Background: Many dealerships use a subcontractor on premises to wash automobiles and for other operations. Current law regulates the terms and conditions of employment and establishes specified obligations of employer and employees. Dealers can control the liability by having the subcontractor work under a written contract that indemnifies the dealership and also, provide the dealership with General Liability (GL) & Auto Insurance (dealer as additional insured) and Workers’ Compensation (WC) Insurance (with waiver of subrogation and dual employer endorsement). Dealers must maintain arm’s length distance with contractor operations so as to avoid active supervision. Also, liability accrues when the equipment provided by the dealership to the subcontractor, such as forklift or a ladder, is involved in an accident resulting in an injury to the contractor employee.
New Law AB 1897 Effective January 1, 2015: The Legislative Counsel’s Digest for AB1897 is as follows: “This bill would require a client employer to share with a labor contractor all civil legal responsibility and civil liability for all workers supplied by that labor contractor for the payment of wages and the failure to obtain valid workers’ compensation coverage. The bill would prohibit a client employer from shifting to the labor contractor legal duties or liabilities under workplace safety provisions with respect to workers provided by the labor contractor. […] The bill would authorize the Labor Commissioner, the Division of Occupational Safety and Health, and the Employment Development Department to adopt necessary regulations and rules to administer and enforce the bill’s provisions. The bill would provide that waiver of its provisions is contrary to public policy, void, and unenforceable.” Bolded sections above added by the author of this Newsletter.
Liability for Payment of Wages: Dealers have often been bruised by wage and hour violations of their own. To become liable under the new law for “all civil liability for all workers supplied by labor contractors for the payment of wages” when there is no control over the contractors’ books, time cards, or payroll is bound to result in a nosebleed. Proper wages are deemed to include withholdings and their submittal to the state!
Liability for Failure to Obtain Workers’ Compensation Coverage: If the subcontractor has not obtained WC coverage, then the subcontractors’ employee is free to pursue a claim against the dealership resulting from any injury incurred while working there. Dealerships’ WC coverage for the dealer is not applicable here as the subcontractor employee is not a dealership employee.
Legal Liability for Workplace Safety Provisions: The bill prohibits a client employer from shifting to the labor contractor legal duties or liabilities under workplace safety provisions with respect to workers provided by the labor contractor. In summary, safety of contract workers on premises is the dealers’ liability. Wow! Also, any act of negligence on the part of the dealership is not protected under the WC regime as is the protection available from dealers own employees under the WC statutes. The bill expressly provides that it does not limit any other theories of liability or requirements established by other statutes or common law.

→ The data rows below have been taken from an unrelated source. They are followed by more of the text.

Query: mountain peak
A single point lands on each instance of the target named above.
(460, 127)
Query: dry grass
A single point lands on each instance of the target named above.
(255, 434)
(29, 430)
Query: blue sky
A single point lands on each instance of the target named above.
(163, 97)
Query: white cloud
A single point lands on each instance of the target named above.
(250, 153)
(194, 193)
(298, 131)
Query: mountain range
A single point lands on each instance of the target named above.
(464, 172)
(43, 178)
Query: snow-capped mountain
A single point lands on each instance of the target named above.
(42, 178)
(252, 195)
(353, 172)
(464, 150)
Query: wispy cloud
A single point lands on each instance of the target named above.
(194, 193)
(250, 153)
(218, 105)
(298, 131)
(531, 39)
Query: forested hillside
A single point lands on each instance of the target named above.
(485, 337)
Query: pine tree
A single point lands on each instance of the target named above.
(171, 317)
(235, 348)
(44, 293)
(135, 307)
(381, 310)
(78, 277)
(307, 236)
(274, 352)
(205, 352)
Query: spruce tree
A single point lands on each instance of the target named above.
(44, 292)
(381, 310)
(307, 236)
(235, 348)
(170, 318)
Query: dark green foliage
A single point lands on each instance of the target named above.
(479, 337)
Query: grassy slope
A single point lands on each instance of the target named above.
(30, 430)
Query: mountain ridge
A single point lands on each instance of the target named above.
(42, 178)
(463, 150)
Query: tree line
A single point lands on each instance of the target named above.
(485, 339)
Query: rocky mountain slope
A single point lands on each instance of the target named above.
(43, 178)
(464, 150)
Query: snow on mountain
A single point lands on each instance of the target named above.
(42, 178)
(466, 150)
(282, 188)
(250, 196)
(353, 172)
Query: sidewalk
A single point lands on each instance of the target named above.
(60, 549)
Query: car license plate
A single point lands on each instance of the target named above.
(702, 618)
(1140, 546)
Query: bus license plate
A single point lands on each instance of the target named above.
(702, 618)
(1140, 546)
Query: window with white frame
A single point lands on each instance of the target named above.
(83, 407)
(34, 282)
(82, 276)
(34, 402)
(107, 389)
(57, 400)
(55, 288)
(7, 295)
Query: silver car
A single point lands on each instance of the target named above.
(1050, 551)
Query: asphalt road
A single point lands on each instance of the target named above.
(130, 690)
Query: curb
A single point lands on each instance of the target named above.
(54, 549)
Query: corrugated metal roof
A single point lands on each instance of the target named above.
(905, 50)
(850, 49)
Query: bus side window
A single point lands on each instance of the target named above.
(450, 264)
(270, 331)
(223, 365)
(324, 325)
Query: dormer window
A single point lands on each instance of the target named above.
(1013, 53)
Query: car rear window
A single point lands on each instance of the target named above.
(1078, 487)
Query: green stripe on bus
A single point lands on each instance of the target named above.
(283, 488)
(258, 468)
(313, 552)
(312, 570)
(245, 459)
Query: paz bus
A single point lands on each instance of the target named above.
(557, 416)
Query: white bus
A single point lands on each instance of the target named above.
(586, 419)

Legal Morass: All in all, this bill creates tremendous liability in the Labor Code arena for the dealerships. Dealers should contact their labor lawyer ASAP, to understand and minimize liability created under this bill and its many provisions.
Exemptions: There are certain exemptions in the code when fewer than 5 employees are supplied by the labor contractor at any one time or if the total number of employees at the site is below 25. Certain apprentice and non-profit community-based organizations may be exempt from the provisions of this law.

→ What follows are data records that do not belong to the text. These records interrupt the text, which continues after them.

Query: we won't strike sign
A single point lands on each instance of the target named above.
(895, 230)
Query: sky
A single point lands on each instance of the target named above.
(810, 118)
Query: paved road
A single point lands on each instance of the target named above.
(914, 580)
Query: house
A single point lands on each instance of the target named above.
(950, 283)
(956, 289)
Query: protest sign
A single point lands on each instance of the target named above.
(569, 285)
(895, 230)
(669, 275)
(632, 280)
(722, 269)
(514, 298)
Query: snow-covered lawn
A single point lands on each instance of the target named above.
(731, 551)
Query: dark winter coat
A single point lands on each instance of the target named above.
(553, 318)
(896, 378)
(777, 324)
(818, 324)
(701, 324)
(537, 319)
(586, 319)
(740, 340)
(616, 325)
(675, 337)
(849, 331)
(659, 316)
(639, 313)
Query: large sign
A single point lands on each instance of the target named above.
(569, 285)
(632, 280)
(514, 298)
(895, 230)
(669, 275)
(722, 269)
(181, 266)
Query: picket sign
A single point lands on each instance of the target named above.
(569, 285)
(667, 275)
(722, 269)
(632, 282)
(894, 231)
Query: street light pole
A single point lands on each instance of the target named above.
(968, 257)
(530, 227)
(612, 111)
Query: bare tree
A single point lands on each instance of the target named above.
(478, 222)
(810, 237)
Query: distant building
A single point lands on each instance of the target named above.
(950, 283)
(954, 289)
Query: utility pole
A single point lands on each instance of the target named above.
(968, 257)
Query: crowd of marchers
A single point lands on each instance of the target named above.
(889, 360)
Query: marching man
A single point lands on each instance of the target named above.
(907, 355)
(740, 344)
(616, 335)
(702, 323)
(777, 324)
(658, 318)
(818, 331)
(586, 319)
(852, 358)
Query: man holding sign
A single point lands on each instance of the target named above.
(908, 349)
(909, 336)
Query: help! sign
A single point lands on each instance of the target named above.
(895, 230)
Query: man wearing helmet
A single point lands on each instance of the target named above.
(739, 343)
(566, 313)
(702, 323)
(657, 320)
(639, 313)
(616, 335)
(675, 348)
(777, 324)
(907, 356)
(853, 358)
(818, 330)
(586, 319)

Waivers: Any waiver of statute by labor contractor or their employees is contrary to public policy and is unenforceable.
Protected Species: Once the subcontractors’ employee files a claim or provides notification to the dealership or employer of intent to file for violations, the employee is protected from any adverse action.

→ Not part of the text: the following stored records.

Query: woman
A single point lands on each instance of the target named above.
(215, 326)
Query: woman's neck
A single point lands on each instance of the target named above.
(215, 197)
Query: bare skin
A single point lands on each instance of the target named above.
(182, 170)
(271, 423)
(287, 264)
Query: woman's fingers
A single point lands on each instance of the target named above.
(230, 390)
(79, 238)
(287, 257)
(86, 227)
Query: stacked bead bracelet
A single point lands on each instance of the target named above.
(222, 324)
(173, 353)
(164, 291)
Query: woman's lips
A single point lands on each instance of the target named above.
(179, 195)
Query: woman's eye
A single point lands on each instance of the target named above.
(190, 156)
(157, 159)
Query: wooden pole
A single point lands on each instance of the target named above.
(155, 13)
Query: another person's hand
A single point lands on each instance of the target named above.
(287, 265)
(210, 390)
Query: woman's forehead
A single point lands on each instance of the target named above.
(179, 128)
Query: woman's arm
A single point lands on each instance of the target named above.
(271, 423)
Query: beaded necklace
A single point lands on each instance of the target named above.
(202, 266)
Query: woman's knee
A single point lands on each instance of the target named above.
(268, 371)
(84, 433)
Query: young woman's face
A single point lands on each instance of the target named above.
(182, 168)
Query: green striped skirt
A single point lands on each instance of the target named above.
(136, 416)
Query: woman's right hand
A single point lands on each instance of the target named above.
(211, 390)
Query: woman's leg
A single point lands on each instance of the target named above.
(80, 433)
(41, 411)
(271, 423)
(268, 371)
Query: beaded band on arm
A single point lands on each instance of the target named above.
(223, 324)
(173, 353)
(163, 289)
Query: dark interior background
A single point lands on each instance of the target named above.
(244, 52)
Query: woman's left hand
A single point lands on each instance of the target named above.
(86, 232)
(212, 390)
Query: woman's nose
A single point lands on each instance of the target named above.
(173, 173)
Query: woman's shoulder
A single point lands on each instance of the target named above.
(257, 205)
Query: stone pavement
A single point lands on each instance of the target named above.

Exhaust Remedy Against Subcontractor: The subcontractor employee may not exhaust his remedy for payroll or other violations and resulting damages from those violations against his primary employer prior to seeking remedy from the dealerships. Lawsuits somehow follow deep pockets.
Usual Course of Business: The subcontractors’ employees are deemed to be the ones provided for regular and customary work of a business, performed within the premises or worksite of the client employer.
Effective January 1, 2015: You have very little time to determine the legal pathway for minimizing the liability created by this bill. Trial lawyers have probably read the bill and have determined the legal theories, both novel and time-tested, to go after employers under this new bill. You cannot wait, but must act fast and decisively.